Summer is right around the corner and all I hear from everyone is something along the lines of, "wow, I need to go to the gym to make myself look good because I look like a fat cow," and, "I need to get my summer body because I look so bad," and you know what? That's not right.
Making yourself feel horrible has been a technique used by many I know to motivate you to get active and work out, but is it really the best form of motivation? No, trust me. It'll work while for a week or two as you start seeing the results, but when you stop seeing a physical result, that small self-hatred that you used to motivate yourself to work out will turn into a huge, internal self-hatred that will lead you to literally hate yourself.
Is hating yourself really worth it? No.
I am someone who suffered through practically most of my teen years hating myself. I hated my appearance; I hated my curves, my fat, my height, my sensitive skin: everything. It wasn't until a year and a half ago that I realized that no one else would love me the way I wanted to be loved if I didn't love myself first.
I realized that appearances aren't everything. Being skinny isn't everything, as I thought it was. Being skinny will not bring you to love yourself if you don't already do, because you might be content with your thinness, but you'll later come up with a new body part to obsess over and hate.
I never actually reached the "skinny level" that I wanted to be so much, because I just stopped working out after I didn't see the results. But I saw others who did and still weren't happy with how they looked.
That's when I realized that there was no reason to hate myself. There was no reason to deprive myself. All that self-hatred was done in vain, really. All the dieting that I was doing was wrong, very wrong. I was practically starving myself from all the nutrients that I needed to be healthy.

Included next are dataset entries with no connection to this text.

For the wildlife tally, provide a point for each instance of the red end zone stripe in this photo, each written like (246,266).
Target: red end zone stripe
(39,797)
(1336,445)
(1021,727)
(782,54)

Hating yourself does nothing except make you more miserable, which really isn't worth it.
And self-hatred is harder to stop than it seems.
Those comments that you make will have a worse effect on others around you, than on yourself at times. Sure, it'll have a big effect on you if you keep repeating it over and over again until that's all you can think about, but if there's someone around you who is slightly bigger than you or more self-conscience that you, then it will have a worse psychological affect on them.
That person will listen to your comment, take a look at you and then look at themselves in the mirror. They will be the first ones to hate themselves, they will be the first ones to react to those words.
I'm not saying to not say anything at all that you might use as a motivation, but just think of the long-term effects on you and the long and short-term effects on those around you after those comments.
Also think about how it's not worth to hate yourself over something not that important. Sure summer's right around the corner, but just as it comes, it'll go. But will your self-hatred leave when summer ends? Perhaps not.
Just love yourself as you are. Exercise if you want--exercise if you want to feel healthier and be healthier, but do not motivate yourself in such a way that will most likely cause you to hate your appearance and hate yourself.